Guidance once every 2 steps of the first 300 steps (skip half). Now it looks as good as without skipping, but only takes 572s (30% speed up) https://github.com/Bujiazi/MotionClone/assets/1575461/4d6ea298-b792-4bcc-ab77-51f012f9d5af
Thank you very much for your exploration 🌹, the results are indeed impressive 😘. We also attempted a similar skipping mechanism in the early stages of our experiments, but found that it was not very stable and had a probability of failing in certain cases, maybe the steps we skipped were too large. We will consider incorporating a stable skipping mechanism in future optimized versions to accelerate inference.

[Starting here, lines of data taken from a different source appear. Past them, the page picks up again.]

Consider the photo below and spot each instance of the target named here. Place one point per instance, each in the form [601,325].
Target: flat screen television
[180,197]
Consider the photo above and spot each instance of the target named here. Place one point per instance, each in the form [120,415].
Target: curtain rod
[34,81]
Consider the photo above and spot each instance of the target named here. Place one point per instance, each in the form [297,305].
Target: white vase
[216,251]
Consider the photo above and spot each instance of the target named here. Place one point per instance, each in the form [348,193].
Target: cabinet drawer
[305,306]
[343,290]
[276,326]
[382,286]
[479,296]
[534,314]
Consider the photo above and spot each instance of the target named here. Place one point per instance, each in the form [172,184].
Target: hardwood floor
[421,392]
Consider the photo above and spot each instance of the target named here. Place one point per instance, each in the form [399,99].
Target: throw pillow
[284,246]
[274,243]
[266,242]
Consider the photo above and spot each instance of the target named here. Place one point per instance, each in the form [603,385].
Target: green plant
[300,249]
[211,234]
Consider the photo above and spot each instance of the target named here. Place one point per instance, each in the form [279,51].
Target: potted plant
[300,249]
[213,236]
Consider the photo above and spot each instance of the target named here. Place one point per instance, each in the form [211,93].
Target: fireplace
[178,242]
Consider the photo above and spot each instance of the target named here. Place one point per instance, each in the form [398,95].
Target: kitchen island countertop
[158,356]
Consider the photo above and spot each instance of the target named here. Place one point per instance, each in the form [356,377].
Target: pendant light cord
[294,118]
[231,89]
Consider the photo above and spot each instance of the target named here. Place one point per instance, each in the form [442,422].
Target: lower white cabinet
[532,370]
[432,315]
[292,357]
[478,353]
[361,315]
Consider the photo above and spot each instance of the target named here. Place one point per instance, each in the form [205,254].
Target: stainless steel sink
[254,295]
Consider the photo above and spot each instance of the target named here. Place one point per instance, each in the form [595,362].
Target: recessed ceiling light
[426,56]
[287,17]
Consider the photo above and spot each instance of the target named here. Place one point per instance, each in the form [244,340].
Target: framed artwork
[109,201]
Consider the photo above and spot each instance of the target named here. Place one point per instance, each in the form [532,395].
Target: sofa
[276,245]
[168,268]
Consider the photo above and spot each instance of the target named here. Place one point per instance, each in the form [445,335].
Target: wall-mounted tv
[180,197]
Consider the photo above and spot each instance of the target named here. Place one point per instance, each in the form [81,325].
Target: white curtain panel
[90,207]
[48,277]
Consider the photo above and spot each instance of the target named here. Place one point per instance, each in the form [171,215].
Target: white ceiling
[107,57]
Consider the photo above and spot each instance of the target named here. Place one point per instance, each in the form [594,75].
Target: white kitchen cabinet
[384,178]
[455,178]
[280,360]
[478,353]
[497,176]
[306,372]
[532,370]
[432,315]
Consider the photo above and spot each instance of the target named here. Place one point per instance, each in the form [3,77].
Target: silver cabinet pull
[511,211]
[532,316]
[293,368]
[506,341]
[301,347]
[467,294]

Glad that it helps! Will go back to integrate my component 😄
Glad that it helps! Will go back to integrate my component 😄
We have updated the code. Now MotionClone is able to 1) directly performs motion customization without cumbersome video inversion ; 2) significantly reduces memory consumption. In our experiments, For 16×512×512 text-to-video, the memory consumption is about 14GB . For MotionClone combined with image-to-video or sketch-to-video, the memory is about 22 GB. Hope this helps.
I tried to do inference with the following command:
python3 sample.py --config configs/inference_config/astronaut.yaml
(The only thing I changed is used a revised version of RealisticVision, and fixed some mismatching ckpt key names)It produces a video tensor in which all elements are nan:
I've checked and made sure the inversion file
inversion/inverted_data_astronaut.pkl
doesn't contain nan values (the 'all_latents_inversion' and 'inversion_prompt_embeds' tensors look normal).Any thought why this might happen? Thanks.